Will the Government of India be able to succeed with its highly laudable medium-term fiscal deficit and public debt reduction plans outlined in the recent Union Budget?
An excellent op-ed by Niranjan Rajadhyaksha points to an IMF working paper by Xavier Debrun, David Hauner and Manmohan Kumar, and advocate the setting up of autonomous fiscal authorities, like the Congressional Budget Office (CBO) of the US, to either help the government design fiscal policy or provide independent analysis of the budget numbers and forecasts. He feels that such agencies, working alongside fiscal rules like the Fiscal Responsibility and Budget Management Act of 2003 (FRBM), can be useful in reining in fiscal prfligacy among governments.

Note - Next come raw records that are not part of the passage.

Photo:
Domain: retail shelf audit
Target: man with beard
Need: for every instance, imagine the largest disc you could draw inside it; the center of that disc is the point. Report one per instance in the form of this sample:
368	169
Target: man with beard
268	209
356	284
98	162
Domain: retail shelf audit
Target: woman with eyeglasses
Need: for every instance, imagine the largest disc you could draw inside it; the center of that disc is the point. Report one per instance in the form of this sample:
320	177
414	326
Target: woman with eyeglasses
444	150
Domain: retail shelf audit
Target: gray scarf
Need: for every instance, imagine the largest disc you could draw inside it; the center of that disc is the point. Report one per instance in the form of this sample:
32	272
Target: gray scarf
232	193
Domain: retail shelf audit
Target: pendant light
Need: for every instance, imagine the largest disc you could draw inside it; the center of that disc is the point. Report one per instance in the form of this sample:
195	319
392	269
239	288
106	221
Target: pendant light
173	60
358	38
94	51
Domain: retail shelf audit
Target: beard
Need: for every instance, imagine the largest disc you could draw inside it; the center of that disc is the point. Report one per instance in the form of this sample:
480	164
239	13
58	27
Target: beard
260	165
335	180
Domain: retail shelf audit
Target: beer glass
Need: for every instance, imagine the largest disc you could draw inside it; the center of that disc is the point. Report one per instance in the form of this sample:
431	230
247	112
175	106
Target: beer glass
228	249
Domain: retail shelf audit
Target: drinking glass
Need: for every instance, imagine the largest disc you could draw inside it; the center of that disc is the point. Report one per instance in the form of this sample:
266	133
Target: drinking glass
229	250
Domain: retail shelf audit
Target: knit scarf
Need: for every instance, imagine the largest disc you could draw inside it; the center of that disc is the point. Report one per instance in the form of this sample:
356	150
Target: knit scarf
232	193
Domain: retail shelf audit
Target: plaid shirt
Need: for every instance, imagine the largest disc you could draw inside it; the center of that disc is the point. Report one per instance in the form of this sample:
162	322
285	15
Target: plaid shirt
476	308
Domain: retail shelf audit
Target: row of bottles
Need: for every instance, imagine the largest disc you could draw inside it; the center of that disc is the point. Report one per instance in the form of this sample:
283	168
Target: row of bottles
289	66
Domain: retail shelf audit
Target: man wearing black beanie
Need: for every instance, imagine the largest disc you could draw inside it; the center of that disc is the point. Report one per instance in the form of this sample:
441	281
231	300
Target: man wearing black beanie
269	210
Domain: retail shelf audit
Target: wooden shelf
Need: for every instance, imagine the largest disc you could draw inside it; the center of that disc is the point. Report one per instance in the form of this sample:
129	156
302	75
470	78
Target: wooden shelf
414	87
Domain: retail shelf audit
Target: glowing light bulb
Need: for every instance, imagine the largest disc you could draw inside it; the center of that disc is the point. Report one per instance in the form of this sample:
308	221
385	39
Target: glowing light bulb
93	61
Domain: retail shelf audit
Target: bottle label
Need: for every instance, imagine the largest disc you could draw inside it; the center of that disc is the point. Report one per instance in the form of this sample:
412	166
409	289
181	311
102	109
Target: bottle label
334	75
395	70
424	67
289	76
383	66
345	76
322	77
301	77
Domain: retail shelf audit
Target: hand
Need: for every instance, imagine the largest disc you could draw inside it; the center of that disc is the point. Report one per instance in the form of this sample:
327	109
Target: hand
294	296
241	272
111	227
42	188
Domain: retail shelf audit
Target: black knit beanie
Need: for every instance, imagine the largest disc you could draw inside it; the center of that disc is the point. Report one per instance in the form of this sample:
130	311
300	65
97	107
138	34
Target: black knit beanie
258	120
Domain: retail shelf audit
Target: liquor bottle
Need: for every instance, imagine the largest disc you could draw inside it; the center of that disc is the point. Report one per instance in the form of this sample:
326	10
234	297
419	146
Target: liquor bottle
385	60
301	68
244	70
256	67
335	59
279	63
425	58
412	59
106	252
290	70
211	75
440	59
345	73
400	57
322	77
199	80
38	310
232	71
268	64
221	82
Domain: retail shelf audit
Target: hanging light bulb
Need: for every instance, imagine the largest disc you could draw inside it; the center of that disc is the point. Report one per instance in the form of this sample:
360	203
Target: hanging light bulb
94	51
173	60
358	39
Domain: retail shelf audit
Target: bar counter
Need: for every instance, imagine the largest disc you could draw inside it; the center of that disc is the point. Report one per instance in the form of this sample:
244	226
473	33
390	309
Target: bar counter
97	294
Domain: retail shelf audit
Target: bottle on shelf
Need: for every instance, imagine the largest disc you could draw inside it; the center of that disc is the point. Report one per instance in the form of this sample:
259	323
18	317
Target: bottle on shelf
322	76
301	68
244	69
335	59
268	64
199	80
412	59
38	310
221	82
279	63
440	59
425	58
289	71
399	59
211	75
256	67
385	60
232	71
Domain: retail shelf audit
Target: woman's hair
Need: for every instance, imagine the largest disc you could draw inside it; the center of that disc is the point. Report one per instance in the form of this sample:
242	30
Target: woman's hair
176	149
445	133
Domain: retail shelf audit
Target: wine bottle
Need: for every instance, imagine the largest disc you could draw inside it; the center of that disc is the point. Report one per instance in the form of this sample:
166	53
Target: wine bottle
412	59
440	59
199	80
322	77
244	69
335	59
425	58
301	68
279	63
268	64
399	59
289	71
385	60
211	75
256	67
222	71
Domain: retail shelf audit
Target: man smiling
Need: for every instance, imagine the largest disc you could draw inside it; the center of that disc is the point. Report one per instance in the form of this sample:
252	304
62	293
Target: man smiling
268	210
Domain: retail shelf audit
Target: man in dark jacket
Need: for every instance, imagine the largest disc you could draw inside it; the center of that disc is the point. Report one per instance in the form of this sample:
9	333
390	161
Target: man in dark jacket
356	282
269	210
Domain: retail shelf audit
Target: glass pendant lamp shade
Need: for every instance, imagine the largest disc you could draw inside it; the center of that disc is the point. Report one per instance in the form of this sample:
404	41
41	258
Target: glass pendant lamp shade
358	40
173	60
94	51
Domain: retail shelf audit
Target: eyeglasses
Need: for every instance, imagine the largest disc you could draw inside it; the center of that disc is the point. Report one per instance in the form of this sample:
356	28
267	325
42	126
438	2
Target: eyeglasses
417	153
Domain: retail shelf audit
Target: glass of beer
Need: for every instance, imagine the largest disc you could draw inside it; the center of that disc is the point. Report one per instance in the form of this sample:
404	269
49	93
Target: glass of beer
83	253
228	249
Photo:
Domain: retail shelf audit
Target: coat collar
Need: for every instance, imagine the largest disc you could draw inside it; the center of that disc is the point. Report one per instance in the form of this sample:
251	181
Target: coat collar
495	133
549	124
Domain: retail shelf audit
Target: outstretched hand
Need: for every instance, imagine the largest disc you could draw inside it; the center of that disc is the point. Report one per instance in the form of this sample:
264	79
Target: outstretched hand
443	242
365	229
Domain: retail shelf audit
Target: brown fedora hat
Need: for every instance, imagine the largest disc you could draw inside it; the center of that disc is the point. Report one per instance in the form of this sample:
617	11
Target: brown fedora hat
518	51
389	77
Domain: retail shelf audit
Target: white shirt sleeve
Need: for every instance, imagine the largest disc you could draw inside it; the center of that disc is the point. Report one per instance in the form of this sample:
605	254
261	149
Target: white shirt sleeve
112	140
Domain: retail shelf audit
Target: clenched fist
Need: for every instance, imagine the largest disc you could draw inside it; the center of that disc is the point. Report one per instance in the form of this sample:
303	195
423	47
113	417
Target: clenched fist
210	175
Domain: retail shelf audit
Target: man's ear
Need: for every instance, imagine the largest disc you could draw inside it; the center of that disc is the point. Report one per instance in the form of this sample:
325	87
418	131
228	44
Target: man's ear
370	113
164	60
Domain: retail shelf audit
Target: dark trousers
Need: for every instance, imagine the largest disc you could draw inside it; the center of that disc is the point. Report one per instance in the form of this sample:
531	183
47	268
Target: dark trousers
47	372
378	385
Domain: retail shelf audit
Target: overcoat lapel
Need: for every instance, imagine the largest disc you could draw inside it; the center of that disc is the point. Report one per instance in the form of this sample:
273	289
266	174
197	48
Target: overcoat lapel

Debrun, Hauner and Kumar identify two types of institutions - one that conducts fiscal policy like central bank does monetary policy; fiscal councils that make the budget more transparent and credible, by providing independent analysis of the budget numbers, assessing the consistency of budgetary policies with long-term objectives or advising governments on specific fiscal adjustment measures in the context of established fiscal rules.
Given the political difficulty of establishing an independent fiscal authority, Niranjan rightly says that a fiscal council that acts as a credible fiscal watch-dog looks the best bet for India. The CBO in the US analyses the federal budget, provides its own forecasts about how various economic variables will move in the years ahead and commissions several independent economic reports.